There are two interpretations of the binary string supported - signed and unsigned.
The left-most bit is the most-significant bit.
The left-most bit is index 0. This is because of the way that C++ interprets string constants such as "0111". In this case, the character '0' is in index position 0, the '1's are in positions 1,2 and 3 respectively. In order to be able to write and interpret strings easily, this convention has been adopted even though it is contrary to the normal hardware convention where the right-most bit is index 0.
You cannot mix types - to add a signed and an unsigned, you must convert one of the values to the type of the other. This is typically done by resizing the unsigned value one bit larger so that there is now a sign bit and then using the resulting string as a signed value.
There are no new types used in this package - all arithmetic is performed on just std::string. Therefore, there cannot be any operators or operator overloading. Instead, descriptive function names are used to clarify what operation is being performed and what interpretation is being made of the string contents.

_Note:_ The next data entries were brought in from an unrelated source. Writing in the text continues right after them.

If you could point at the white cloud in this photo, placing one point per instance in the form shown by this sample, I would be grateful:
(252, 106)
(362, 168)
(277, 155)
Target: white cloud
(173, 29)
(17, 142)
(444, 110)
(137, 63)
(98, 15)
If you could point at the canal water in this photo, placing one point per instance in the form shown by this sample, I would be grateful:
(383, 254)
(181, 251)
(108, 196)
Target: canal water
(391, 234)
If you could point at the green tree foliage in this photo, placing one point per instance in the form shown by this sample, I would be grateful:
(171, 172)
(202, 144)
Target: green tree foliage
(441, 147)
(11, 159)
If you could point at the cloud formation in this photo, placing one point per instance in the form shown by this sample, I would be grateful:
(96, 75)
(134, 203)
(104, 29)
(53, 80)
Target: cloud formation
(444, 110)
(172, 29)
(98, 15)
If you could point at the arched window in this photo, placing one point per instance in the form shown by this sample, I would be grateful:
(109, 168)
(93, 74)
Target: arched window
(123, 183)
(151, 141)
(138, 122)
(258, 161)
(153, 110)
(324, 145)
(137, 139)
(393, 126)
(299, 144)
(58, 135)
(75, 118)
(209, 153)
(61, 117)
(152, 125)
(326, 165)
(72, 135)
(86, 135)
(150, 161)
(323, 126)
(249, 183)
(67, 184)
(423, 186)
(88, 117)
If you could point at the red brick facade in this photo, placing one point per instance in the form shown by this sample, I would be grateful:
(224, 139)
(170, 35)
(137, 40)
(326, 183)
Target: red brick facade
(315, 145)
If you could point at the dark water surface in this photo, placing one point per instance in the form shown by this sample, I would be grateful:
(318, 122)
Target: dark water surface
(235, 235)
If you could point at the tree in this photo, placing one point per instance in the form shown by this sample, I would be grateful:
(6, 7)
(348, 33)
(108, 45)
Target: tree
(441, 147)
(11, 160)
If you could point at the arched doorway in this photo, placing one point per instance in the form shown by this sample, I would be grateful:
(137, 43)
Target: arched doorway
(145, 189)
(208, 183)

Many functions have an argument that allows the result size to be specified. The default value is 0. This does not mean make a zero-sized result, it means make the result the minimum size required to represent the value. For example unsigned_add("00001","00001") will return "10" because this is the minimum size required to represent 2 as an unsigned number.
Note:At present there is no support for any character values in the string except 0 or 1. In particular, there's no support for X or Z values.
In unsigned arithmetic, the characters of the string are interpretaed as a magnitude with no sign bit. Thus the string "1111" is interpreted as the value 15.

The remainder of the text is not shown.